Yeah, we can use uniqueness of prime factorization. We proved it last month, so that's why we can use it. I don't know how to do correct mathematical notation on the computer here, so hopefully you'll understand what I'm typing.

So d=(a,bc). d=(p1^r1)(p2^r2)(p3^r3)... or we can say d=(2^r2)(3^r3)(5^r5)... But I don't see how that's going to help me.

matt grime
Homework Helper
So you know that gcd(a,b) is the product of the primes that divide a and b (with the right powers), similarly for gcd(a,c). And b and c are coprime so no primes divide both of them.
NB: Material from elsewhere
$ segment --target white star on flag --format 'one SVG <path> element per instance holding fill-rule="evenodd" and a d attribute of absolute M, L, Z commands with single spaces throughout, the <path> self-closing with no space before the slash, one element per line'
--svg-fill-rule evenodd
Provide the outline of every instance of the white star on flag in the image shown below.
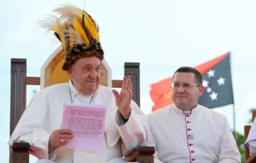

Do you see where this is going?

Theorem: If (b,c)=1, then (a,bc)=(a,b)(a,c).

Let g=(a,b) and h=(a,c), g and h are integers.
That means g|a and g|b, h|a and h|c.
Therefore:
b=qg, for some integer q.
c=th for some integer t.
g|b and h|c, and (b,c)=1, so (g,h)=1.
Therefore a=pgh, for some integer p.
(a,b)=g => (a,b)/g=1 => (pgh,qg)/g=1 => g(ph,q)/g=1 => (ph,q)=1 => (p,q)=1
(a,c)=h => (a,c)/h=1 => (pgh,th)/h=1 => h(pg,t)/h=1 => (pg,t)=1 => (p,t)=1
Therefore (p,qt)=1
(a,bc)=(pgh,qgth)=gh(p,qt)=gh*1=gh=(a,b)(a,c)
Therefore (a,bc)=(a,b)(a,c)
Q.E.D.

I've never done work like this before, so I'm sure I have several form issues, but I went ahead and showed as much of my thought process as I could in hopes that you understand. To the best of my knowledge, this proves the theorem, but if I took any liberties, please, feel free to correct me.